Bi inah pembntuku menghampiriku dan bilang katanya bapa dan ibu sudah pergi sejak subuh tadi. Tak kuhiraukan segera kuambil motor kesayanganku dan menuju kekampus. Bi inah sepertinya kasihan dengan kondisiku saat ini. Dirumah hanya bi inah yang mampu kurasakan kasih sayangnya, karena dari kecil aku dirawat oleh bi inah, karena orang tuaku terlalu asyik mengejar duniawinya. Bahkan sampai saya merasa mereka sampai lupa kalau sudah punya anak. Sejak sd sampai sma yang mengambil rapotku bi inah. Sejak sd sampai sma aku selalu peringkat pertama dan selalu menjadi wisudawan terbaik berkat ketelitian bi inah mendampingiku belajar. Sampai aku diterima diperguruan tinggi dan jurusan favorit ya berkat bi inah. Sedangkan bapak dan ibuk ku, aku hanya tertawa mengingat tingkah laku mereka. Sehingga kondisi yang seperti itu memaksaku mencari kebahagiaan sendiri ketika menginjak dewasa dan mengerti lebih dalam.
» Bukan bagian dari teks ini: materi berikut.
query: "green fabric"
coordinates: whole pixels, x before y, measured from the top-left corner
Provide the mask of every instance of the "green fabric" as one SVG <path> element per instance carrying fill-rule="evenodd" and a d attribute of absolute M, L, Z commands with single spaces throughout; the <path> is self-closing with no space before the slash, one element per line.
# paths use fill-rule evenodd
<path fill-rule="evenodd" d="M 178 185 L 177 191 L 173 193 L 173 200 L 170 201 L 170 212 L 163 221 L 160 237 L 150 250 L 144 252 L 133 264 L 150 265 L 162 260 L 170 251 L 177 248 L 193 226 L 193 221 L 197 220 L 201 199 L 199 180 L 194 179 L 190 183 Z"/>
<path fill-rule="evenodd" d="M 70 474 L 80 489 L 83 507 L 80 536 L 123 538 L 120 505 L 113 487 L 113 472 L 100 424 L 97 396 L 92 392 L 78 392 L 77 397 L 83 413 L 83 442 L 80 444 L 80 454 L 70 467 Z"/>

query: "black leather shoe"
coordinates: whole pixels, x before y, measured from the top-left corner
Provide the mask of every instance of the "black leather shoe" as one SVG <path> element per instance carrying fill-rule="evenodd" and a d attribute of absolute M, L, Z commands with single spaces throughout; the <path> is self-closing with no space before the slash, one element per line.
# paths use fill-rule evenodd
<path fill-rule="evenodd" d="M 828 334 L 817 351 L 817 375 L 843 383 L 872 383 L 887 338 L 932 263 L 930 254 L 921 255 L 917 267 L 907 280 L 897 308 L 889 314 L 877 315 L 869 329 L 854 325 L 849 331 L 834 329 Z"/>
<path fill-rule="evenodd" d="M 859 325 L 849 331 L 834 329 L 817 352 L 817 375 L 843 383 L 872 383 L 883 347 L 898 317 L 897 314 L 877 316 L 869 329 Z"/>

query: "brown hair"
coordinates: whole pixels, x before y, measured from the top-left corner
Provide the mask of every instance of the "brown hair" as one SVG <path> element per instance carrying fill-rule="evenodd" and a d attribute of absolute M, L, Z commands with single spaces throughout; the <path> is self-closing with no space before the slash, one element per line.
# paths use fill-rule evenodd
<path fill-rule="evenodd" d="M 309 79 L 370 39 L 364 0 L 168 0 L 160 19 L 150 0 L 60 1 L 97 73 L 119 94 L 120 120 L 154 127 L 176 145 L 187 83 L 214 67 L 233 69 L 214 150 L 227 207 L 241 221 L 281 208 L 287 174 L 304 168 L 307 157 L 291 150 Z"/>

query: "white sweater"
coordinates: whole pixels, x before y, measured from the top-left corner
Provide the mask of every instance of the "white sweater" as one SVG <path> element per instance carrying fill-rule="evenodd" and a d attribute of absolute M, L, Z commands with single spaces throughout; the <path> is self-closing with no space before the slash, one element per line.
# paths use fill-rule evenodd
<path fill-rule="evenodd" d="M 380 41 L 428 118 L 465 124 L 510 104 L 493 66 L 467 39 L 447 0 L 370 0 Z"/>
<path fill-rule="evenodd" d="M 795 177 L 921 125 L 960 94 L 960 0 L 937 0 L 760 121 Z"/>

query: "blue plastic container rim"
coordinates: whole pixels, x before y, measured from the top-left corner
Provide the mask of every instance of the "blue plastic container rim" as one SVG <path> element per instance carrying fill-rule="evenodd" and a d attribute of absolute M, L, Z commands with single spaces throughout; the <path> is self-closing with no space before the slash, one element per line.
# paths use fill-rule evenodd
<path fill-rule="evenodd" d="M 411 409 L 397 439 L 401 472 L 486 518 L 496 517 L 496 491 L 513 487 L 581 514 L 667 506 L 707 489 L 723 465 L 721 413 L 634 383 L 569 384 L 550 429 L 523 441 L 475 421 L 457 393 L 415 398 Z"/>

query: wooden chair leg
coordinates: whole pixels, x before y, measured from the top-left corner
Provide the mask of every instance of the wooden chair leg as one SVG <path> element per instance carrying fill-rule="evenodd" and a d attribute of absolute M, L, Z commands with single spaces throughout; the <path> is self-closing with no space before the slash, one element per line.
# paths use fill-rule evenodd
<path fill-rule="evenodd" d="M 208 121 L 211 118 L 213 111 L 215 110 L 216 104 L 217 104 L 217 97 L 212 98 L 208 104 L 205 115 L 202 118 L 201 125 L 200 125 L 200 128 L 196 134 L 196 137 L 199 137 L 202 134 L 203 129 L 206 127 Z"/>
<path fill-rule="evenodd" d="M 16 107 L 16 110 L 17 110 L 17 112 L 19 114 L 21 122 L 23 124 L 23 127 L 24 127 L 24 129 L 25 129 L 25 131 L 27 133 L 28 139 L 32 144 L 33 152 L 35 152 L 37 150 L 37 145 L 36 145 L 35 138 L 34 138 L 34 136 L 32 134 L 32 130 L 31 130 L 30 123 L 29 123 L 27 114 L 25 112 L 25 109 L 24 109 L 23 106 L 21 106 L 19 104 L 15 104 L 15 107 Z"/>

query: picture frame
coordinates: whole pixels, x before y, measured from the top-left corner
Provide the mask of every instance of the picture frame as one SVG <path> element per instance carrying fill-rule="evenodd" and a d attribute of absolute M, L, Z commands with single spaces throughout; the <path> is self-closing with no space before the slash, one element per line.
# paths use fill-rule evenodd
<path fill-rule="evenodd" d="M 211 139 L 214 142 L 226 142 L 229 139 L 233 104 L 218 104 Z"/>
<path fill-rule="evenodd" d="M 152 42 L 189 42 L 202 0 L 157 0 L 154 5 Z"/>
Ditengah perjalananku kulihat tiang listrik yang menggodaku tadi malam. Kusempatkan berhenti melihat tiang tersebut sambil menyukut sebatang rokok. Detangah aku lamunnku menatap tiang listrik baru sadar kalau aku ada kuliah. Kulihat arlojiku menunjukan jam sembilan lebih lima belas meniy. Aah sial, kupacu sepeda motorku dengan kencang menuju kampus. Dikampus arlojiku menunjukan jam stengah sepuluh lebih sepuluh menit. Sial telat nih, aku berlari menuju kelas dan masuk kelas. Sampai dikelas temanku bilang hari ini dosenya gak masuk. Ahh sial lagi menambah kekesalanku hari ini. Emosi gak jelas semakin terlihat diraut wajahku. Mending kupustuskan untuk ngopi dikantin kampus.

Kupesan secangkir kopi hitam dan kusulut rokok untuk menemaniku. Ditengah aku menenangkan pikiran kulihat lembaran koran. Entah apa yang merasuki otak ku untuk membacanya, padahal sejak aku terjun kedunia kelam aku manjadi alergi dengan yang namanya buku apalagi koran. Kuambil koran tersebut dan dihalaman pertama terdapat gambar sebuah mobil fortuner menabrak tiang listrik. Diberitakan bahwa mobil itu milik salah satu anggota Dewan yang saat ini menjadi buronan KPK karena beberapa kali mangkir dari panggilan KPK. Aku tidak tahu kenapa dan tidak mau tahu kasusnya seperti apa, karena drama politik memang sudah biasa terjadi dinegeri ini. Setahu saya tiang tersebut masih berdiri tegak walaupun ditabrak mobil, namum orangnya sampai terluka parah.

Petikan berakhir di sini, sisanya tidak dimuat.